Im alten Rus konnten Dorfbewohner und Stadtbewohner plötzlich zum Bau einer Kirche eilen. Die Arbeiten begannen nachts und dauerten den ganzen nächsten Tag. Es gab nur eine wichtige Bedingung: Der Bau musste bis zum Sonnenuntergang fertig sein. Aber warum die Eile?
Diese Kirchen wurden oft bei Ausbrüchen von Epidemien errichtet. Sie sollten die Ausbreitung der Krankheit stoppen.
Man glaubte, dass die in so kurzer Zeit ohne Unterbrechung gebauten Kirchen absolut rein waren und böse Geister (einschließlich Krankheiten) nicht hinein gelangen konnten.
Wenn eine Kirche die Ausbreitung der Krankheit nicht aufhalten konnte, wurde eine andere gebaut. Als 1522 der Bau der Kirche von St.
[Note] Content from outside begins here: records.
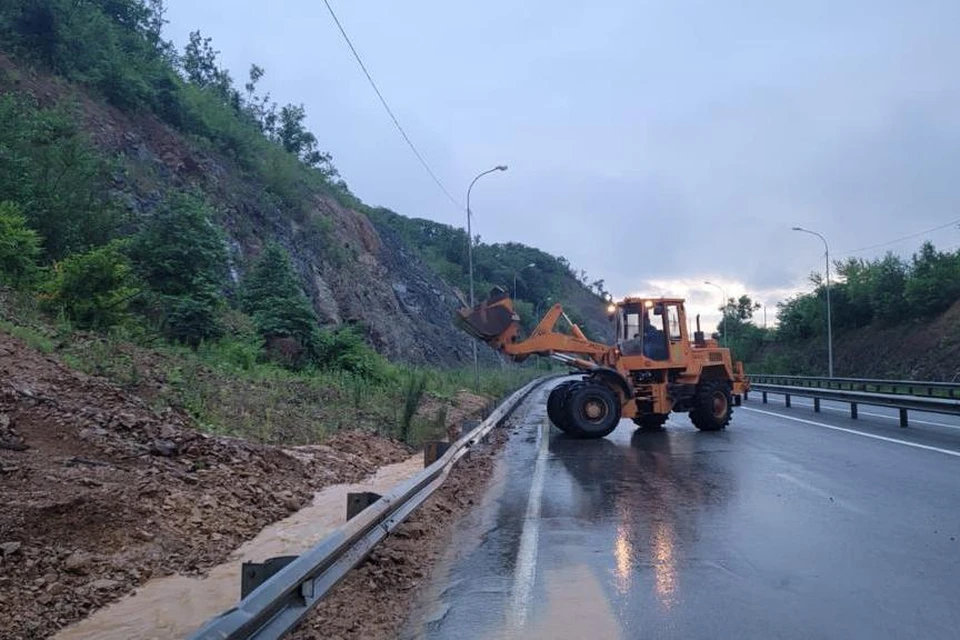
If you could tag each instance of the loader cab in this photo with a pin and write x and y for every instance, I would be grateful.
(654, 328)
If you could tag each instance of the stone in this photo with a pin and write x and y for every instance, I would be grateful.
(78, 563)
(165, 448)
(104, 584)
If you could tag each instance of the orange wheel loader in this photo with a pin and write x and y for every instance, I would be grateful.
(652, 369)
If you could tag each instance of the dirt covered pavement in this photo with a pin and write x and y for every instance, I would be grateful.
(374, 600)
(101, 493)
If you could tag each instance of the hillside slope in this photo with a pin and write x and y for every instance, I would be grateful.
(354, 272)
(912, 349)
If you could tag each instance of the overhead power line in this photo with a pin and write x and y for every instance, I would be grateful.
(901, 239)
(389, 111)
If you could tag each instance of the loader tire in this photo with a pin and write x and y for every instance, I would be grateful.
(555, 405)
(592, 410)
(714, 406)
(651, 421)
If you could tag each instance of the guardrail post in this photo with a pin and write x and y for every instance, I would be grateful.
(357, 502)
(433, 450)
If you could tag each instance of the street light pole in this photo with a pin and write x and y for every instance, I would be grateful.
(726, 325)
(476, 360)
(826, 248)
(516, 273)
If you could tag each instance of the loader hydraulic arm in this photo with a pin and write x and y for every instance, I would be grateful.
(495, 322)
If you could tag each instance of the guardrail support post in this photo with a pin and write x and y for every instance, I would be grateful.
(357, 502)
(253, 574)
(433, 450)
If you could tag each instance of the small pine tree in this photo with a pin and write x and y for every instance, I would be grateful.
(181, 255)
(272, 295)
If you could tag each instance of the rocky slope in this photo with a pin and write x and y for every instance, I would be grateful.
(354, 272)
(100, 492)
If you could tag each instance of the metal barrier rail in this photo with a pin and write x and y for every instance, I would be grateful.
(902, 402)
(274, 608)
(898, 387)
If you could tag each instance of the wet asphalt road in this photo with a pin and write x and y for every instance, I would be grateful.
(786, 525)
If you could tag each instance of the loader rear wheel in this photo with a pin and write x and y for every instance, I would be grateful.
(714, 406)
(592, 410)
(555, 405)
(651, 421)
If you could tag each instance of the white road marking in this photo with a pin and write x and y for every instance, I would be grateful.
(880, 415)
(525, 571)
(949, 452)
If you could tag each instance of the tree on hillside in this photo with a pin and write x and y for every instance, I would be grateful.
(181, 255)
(50, 169)
(271, 293)
(934, 282)
(19, 247)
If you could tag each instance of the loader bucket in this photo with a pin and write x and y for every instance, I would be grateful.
(490, 319)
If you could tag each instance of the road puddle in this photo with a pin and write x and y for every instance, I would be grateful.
(175, 606)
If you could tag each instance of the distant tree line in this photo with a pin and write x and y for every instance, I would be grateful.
(882, 292)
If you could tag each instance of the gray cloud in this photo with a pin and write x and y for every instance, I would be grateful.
(647, 142)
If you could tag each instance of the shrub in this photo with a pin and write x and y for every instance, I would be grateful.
(19, 248)
(92, 289)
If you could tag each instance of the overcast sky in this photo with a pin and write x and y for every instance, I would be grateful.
(654, 144)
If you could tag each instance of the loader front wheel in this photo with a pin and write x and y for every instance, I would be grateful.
(592, 410)
(555, 405)
(714, 406)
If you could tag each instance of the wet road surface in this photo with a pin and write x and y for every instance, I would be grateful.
(789, 524)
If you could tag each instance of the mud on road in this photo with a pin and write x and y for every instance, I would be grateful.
(101, 493)
(374, 600)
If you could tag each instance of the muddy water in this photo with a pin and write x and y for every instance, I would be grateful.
(175, 606)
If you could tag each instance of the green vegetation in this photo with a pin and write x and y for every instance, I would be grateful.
(878, 294)
(19, 248)
(95, 242)
(444, 248)
(884, 291)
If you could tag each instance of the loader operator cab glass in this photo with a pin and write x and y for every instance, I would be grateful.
(641, 332)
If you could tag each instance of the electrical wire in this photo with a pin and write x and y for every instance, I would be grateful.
(389, 111)
(909, 237)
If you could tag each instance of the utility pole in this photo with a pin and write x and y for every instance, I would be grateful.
(826, 248)
(726, 325)
(473, 302)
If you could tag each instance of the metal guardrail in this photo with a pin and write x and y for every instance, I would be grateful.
(275, 607)
(902, 401)
(896, 387)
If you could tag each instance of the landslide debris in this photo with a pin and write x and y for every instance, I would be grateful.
(100, 492)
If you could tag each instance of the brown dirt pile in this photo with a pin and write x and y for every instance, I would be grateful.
(374, 600)
(100, 493)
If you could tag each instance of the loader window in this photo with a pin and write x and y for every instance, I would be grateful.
(673, 321)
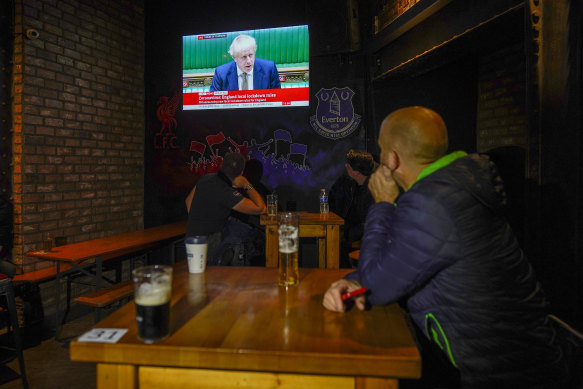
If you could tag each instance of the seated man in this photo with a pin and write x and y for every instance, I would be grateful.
(245, 72)
(445, 251)
(350, 197)
(210, 202)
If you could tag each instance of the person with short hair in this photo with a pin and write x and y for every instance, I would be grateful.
(245, 72)
(214, 196)
(444, 250)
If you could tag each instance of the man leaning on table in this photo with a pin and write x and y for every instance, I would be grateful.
(444, 250)
(212, 199)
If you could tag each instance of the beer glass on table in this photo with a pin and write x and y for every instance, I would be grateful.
(152, 290)
(272, 205)
(288, 234)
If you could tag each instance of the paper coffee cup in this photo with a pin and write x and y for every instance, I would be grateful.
(196, 253)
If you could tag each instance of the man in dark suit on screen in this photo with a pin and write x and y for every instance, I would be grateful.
(245, 72)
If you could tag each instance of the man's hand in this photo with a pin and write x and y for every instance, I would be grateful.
(240, 182)
(333, 301)
(382, 185)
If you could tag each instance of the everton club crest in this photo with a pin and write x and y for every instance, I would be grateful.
(335, 117)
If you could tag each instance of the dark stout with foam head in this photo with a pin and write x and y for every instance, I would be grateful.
(153, 319)
(153, 288)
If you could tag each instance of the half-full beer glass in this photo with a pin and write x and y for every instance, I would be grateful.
(288, 232)
(153, 288)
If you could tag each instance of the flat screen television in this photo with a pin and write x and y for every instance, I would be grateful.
(286, 48)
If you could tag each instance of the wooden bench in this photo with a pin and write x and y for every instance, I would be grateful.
(107, 296)
(79, 256)
(41, 275)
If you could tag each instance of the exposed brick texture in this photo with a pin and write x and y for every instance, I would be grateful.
(501, 99)
(78, 140)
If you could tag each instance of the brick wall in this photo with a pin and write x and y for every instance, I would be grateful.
(501, 119)
(78, 112)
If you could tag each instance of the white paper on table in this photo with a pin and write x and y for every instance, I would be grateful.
(103, 335)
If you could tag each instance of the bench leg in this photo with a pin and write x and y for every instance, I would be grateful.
(67, 309)
(98, 274)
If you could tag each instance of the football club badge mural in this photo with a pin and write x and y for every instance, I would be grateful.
(335, 117)
(166, 138)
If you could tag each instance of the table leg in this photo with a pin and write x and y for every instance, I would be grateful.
(322, 253)
(116, 376)
(57, 299)
(332, 246)
(271, 246)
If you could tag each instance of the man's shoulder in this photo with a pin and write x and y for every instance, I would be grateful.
(264, 62)
(225, 68)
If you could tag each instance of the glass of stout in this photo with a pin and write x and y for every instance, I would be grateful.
(152, 291)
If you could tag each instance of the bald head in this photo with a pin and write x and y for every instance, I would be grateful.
(417, 134)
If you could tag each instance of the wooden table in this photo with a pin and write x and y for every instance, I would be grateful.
(76, 255)
(233, 326)
(325, 227)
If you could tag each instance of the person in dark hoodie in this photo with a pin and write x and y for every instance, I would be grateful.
(443, 249)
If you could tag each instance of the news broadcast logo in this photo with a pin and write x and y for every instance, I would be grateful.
(335, 117)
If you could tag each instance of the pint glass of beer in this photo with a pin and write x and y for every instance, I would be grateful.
(152, 290)
(288, 233)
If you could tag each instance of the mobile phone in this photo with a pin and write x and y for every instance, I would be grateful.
(354, 293)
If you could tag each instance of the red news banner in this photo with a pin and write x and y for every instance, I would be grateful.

Varlaam in der Stadt Pskow die Pest nicht aufhalten konnte, errichteten die Bürger die Kirche zum Schutz der Heiligen Jungfrau. Dieses Mal hat es auf wundersame Weise funktioniert, so zumindest glaubten damals nicht wenige.
Die an einem Tag errichteten Kirchen wurden nicht nur als Heilmittel gegen Krankheiten angesehen, sondern auch als Ausdruck der Dankbarkeit gegenüber Gott für die Schonung der Stadt oder für jedes positive Ereignis. Es wird angenommen, dass die erste derartige Kirche in Russland im 10. Jahrhundert zu Ehren des Sieges des Fürsten Wladimir des Großen gegen die Pechenegs, ein halbnomadisches Volk aus Zentralasien, erbaut wurde.
Solchen Kirchen mangelte es an Dekoration und Luxus und ihr Aussehen war oft sogar sehr bescheiden. Zum Beispiel verfügte eine solche kleine Kirche in einem Dorf in der Provinz Wjatka über einen Baumstumpf als Thron und zwei Bretter, die mit Seilen für die heiligen Türen miteinander verbunden waren.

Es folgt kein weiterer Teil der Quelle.